I set out for the shrubs, but was distracted by a scorpion. It didn’t look like the Yashenkoi I’d already taken, so I took this one, too. I then continued. As I approached the acacia, I noted a few slits on the northern side of a dune ripple. There weren’t supposed to be slit spiders around here, though I knew they florished in South Australia. They were voracious ant hunters. I approached from a side and squatted on my heels. I’d observe for an hour or so.

The Slit Spider of red sand-dune habitats makes a burrow with a wide, horizontal slit opening on the down-slope of a dune. The lower edge of the slit juts out beyond the upper edge, so that ants (and other insects) running down-slope across the slit are guided into the cavity where they are grabbed by the lurking spider.

I only watched for ten minutes when an Ochetellus worker ran obliquely along the dune and slipped into the trench, slid and disappeared. I didn’t need to watch dinner. But I wondered whether it was Cryptoerithus halli or one of the other land spiders. Perhaps I’d return with a spade and excavate the burrow.

I went further and walked around the acacia and the eucalypts, catching a glimpse of the bright blue of the fairy wrens. Good thing Lois had her photos! But I noticed a few loose feathers and picked them up and putting them in an envelope. (Samples are samples.)

The eucalypt seemed to be a favorite of several types of leaf beetles. I took half a dozen samples of what appeared to be two or three species of Cadmus, but who knows? They might well be variants. Work to be done in Brisbane. The acacia appeared to be aneura, unsurpringly. Aggie would know.
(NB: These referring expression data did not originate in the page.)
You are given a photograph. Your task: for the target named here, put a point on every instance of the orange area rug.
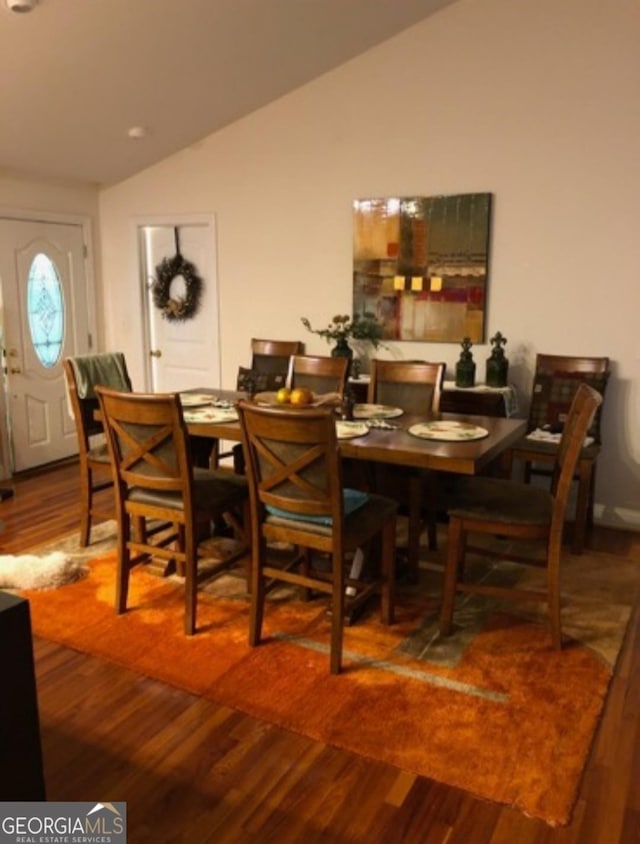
(500, 714)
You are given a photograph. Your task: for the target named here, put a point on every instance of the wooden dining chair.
(269, 365)
(416, 387)
(297, 497)
(318, 373)
(555, 382)
(268, 372)
(517, 511)
(82, 374)
(157, 483)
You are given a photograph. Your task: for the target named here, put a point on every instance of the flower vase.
(342, 349)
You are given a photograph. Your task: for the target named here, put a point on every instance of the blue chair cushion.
(353, 499)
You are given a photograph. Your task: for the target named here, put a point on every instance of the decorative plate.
(211, 414)
(348, 430)
(195, 399)
(376, 411)
(448, 431)
(269, 399)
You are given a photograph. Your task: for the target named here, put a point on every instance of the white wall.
(534, 101)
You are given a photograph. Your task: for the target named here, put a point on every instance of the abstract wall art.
(421, 265)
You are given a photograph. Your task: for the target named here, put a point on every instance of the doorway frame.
(84, 222)
(170, 221)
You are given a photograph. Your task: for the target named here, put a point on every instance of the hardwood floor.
(191, 771)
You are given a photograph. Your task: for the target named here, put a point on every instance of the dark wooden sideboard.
(21, 772)
(478, 402)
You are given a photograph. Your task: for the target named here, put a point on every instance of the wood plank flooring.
(191, 771)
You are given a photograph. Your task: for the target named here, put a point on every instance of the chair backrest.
(83, 373)
(148, 444)
(293, 463)
(555, 382)
(415, 386)
(318, 374)
(269, 365)
(584, 406)
(273, 355)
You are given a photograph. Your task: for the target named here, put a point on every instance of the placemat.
(346, 430)
(376, 411)
(448, 431)
(211, 414)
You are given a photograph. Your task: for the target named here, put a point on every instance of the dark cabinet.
(21, 773)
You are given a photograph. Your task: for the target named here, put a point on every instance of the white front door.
(182, 353)
(45, 318)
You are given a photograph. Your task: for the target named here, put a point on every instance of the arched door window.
(45, 310)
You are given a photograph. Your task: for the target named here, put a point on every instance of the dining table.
(397, 438)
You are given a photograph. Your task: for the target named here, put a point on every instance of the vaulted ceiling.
(79, 74)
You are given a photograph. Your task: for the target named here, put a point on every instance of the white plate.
(211, 414)
(196, 399)
(448, 431)
(376, 411)
(348, 430)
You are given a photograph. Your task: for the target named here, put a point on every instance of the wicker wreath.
(180, 308)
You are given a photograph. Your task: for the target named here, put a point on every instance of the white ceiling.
(77, 74)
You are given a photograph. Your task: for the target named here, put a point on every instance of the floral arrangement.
(343, 328)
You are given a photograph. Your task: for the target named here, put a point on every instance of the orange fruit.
(301, 396)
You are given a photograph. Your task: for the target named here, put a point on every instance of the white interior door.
(45, 316)
(182, 354)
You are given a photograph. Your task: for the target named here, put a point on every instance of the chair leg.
(86, 503)
(337, 615)
(258, 593)
(585, 485)
(432, 498)
(124, 564)
(387, 565)
(554, 597)
(415, 524)
(191, 577)
(455, 553)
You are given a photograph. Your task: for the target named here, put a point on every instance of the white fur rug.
(29, 571)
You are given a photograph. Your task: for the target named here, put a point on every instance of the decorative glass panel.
(45, 310)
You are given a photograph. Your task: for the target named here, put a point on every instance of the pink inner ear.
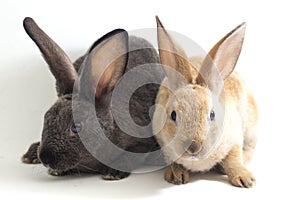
(226, 52)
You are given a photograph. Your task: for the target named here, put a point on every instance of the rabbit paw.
(242, 178)
(30, 157)
(176, 174)
(113, 174)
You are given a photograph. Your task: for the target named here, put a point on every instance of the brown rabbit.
(211, 116)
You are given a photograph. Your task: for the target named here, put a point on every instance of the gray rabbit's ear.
(104, 65)
(58, 61)
(173, 58)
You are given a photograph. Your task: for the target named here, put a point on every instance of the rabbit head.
(61, 147)
(191, 95)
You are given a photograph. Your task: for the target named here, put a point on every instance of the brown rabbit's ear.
(105, 65)
(58, 61)
(222, 58)
(172, 56)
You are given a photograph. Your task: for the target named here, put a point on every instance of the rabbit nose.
(47, 157)
(193, 147)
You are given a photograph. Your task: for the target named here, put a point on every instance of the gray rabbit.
(61, 148)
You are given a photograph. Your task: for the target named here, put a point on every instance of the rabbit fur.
(60, 149)
(189, 135)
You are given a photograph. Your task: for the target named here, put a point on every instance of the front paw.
(30, 157)
(112, 175)
(242, 178)
(177, 174)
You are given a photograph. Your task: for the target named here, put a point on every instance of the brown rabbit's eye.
(212, 115)
(76, 128)
(173, 116)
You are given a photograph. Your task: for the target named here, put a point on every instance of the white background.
(269, 62)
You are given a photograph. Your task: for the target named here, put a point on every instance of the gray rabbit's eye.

The branches had a lot of red lerps, so I took a sample, as well as a treat. [Lerp is produced by the larvae of psyllids as a protective cover. They are commonly referred to as lerp insects, of which there are over 300 species in Australia. The sweet lerp is eaten like candy by many Aboriginal groups.]

Lurking under the acacia’s shade was a large huntsman waiting for it to be cool enough to fetch dinner. Not having gloves, I didn’t attempt a capture. But I noted the holes that Al had mentioned. I agreed that they were neither snakes nor dunnarts, but I was doubtful where bilbies were concerned. Reg would know, but I’d bet on a gecko. Perhaps a “Southern Sand-plain.” Lucasium something-or-other. Or even a goanna – perhaps a young Gould’s monitor.